Meanwhile, important signs of progress are finally emerging on another key FAA effort, the ERAM program. This has been among the agency's most troubled—and most expensive—projects in recent years, and the agency has been frequently lashed by congressional lawmakers and government watchdog agencies for the problems in ERAM.
ERAM is aimed at replacing the backbone operating system used in the FAA's 20 en-route centers. It actually predates the NextGen program, as the contract to build the new system was awarded to Lockheed Martin in 2002. However, it is considered an essential building block for NextGen, since it will be needed for many of the new technologies and procedures being planned.
The new system was originally supposed to be operational at all centers by the end of 2010, at a cost of about $2 billion. It was first deployed to the Salt Lake City and Seattle centers in June and September, 2009, but problems arose during operational trials. These sites were finally declared ready for continuous operations in late 2010, but further deployments did not occur for another year.
In June 2011, the program was re-baselined. The new target for completion is 2014, a slip of almost four years from the original timetable. The cost estimate was increased by $330 million.

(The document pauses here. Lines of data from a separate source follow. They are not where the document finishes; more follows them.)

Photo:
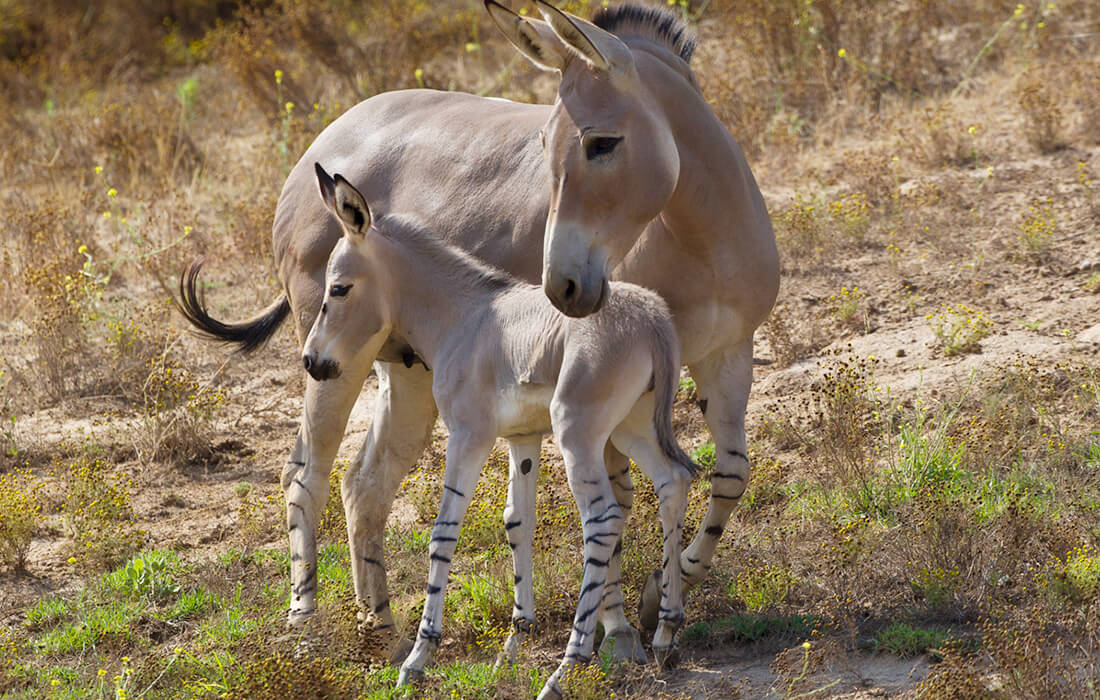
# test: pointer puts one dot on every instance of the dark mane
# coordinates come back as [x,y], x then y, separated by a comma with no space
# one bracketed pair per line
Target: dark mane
[652,22]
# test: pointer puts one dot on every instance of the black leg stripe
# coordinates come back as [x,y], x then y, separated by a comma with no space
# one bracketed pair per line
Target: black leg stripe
[298,481]
[718,474]
[587,613]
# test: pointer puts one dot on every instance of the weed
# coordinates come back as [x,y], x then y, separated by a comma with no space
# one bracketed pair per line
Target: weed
[98,514]
[761,587]
[959,328]
[1076,578]
[1037,229]
[20,516]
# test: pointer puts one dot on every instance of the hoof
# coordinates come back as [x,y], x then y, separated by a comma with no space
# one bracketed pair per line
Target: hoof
[667,656]
[550,690]
[624,645]
[399,651]
[409,677]
[649,606]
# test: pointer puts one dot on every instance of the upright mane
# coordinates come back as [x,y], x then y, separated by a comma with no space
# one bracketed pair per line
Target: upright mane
[653,22]
[442,256]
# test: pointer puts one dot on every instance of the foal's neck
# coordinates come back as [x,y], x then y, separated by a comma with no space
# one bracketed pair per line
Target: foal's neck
[435,286]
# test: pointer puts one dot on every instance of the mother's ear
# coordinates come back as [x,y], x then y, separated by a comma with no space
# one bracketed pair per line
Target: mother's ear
[342,199]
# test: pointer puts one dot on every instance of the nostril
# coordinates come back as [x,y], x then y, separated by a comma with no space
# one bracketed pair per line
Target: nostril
[570,288]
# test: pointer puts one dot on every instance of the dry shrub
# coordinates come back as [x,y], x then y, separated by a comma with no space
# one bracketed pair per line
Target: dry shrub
[20,516]
[1044,122]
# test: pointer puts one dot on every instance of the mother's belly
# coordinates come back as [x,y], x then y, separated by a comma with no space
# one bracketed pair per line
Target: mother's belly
[524,409]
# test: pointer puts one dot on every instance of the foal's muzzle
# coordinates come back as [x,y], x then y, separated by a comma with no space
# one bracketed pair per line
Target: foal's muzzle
[320,370]
[573,295]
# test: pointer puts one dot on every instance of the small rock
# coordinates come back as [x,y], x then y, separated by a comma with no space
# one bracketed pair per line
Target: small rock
[1089,335]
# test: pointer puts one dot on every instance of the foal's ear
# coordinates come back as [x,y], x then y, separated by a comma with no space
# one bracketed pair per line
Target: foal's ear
[351,207]
[342,199]
[532,37]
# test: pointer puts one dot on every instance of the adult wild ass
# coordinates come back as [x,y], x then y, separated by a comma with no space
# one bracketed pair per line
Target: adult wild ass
[628,175]
[506,363]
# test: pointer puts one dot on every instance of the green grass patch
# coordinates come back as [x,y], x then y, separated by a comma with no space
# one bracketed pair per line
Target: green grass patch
[746,627]
[908,641]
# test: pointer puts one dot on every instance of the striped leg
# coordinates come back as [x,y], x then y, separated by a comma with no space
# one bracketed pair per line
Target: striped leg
[306,480]
[602,526]
[671,481]
[519,526]
[465,455]
[622,641]
[723,382]
[404,416]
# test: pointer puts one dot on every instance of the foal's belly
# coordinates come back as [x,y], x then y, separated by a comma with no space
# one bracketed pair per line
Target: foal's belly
[524,409]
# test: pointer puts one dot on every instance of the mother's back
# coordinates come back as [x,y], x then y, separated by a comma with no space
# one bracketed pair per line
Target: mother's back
[470,167]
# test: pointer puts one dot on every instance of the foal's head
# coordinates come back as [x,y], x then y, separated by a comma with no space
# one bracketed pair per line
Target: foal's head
[351,326]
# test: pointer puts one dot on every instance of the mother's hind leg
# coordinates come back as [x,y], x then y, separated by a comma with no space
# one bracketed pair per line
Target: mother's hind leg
[622,640]
[404,416]
[306,480]
[723,381]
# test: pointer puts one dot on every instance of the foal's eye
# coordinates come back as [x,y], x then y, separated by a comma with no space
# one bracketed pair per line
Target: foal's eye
[601,145]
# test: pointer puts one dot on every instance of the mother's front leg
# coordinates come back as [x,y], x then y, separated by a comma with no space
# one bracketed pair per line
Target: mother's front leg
[723,381]
[404,416]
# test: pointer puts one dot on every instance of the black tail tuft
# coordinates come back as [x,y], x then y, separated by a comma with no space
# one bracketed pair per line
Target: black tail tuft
[249,336]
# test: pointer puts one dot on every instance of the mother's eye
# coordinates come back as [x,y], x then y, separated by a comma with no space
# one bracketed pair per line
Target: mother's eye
[601,145]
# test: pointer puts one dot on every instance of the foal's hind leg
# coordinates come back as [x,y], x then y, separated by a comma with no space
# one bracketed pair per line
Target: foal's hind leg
[465,455]
[519,526]
[306,480]
[404,416]
[622,640]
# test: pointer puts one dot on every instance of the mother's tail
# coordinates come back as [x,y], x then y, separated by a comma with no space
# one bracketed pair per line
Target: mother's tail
[249,336]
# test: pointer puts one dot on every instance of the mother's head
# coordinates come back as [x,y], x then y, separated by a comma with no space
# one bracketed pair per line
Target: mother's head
[613,160]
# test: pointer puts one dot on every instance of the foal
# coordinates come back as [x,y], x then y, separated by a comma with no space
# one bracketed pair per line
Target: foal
[507,364]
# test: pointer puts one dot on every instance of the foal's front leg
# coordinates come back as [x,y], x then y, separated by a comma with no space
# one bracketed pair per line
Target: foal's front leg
[306,480]
[465,455]
[602,526]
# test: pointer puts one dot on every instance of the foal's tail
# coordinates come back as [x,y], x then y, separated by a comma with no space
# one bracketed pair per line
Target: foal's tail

The FAA appears to be adhering to its revised plan. Three additional centers—Denver, Minneapolis and Albuquerque—reached initial operating capability (IOC) with ERAM in December 2011, and Chicago, Los Angeles and Oakland centers followed in January 2012. IOC allows operational use for limited periods, and all of these centers except Chicago have now achieved continuous operation status, which means ERAM is used full-time.
Houston achieved IOC in April, and the latest wave of IOCs occurred during the fall in Kansas City, Indianapolis, Boston and New York.
So that means that ERAM is operating in some capacity at 13 of the 20 centers, and is in full-time operation at seven. The target is to have all at least at the IOC stage by the end of 2013. While this may appear to be steady progress, questions persist about whether all the technical problems with ERAM have been resolved.
One of the biggest critics of ERAM has been the Transportation Department's Office of the Inspector General. The OIG has for many years chronicled the problems with ERAM, and faulted the FAA's management of the program.
Even now, the OIG does not believe ERAM is out of the woods. At a congressional hearing in September, Inspector General Calvin Scovel said hundreds of software issues have been revealed during operational trials that still need to be addressed. Scovel concedes that while the FAA is making progress in deployment, “it has not fully resolved critical software-related issues.”
Analysis by the IG's office shows that further delays are possible, and that the cost overrun could be closer to $500 million rather than the $330 million estimated by the FAA.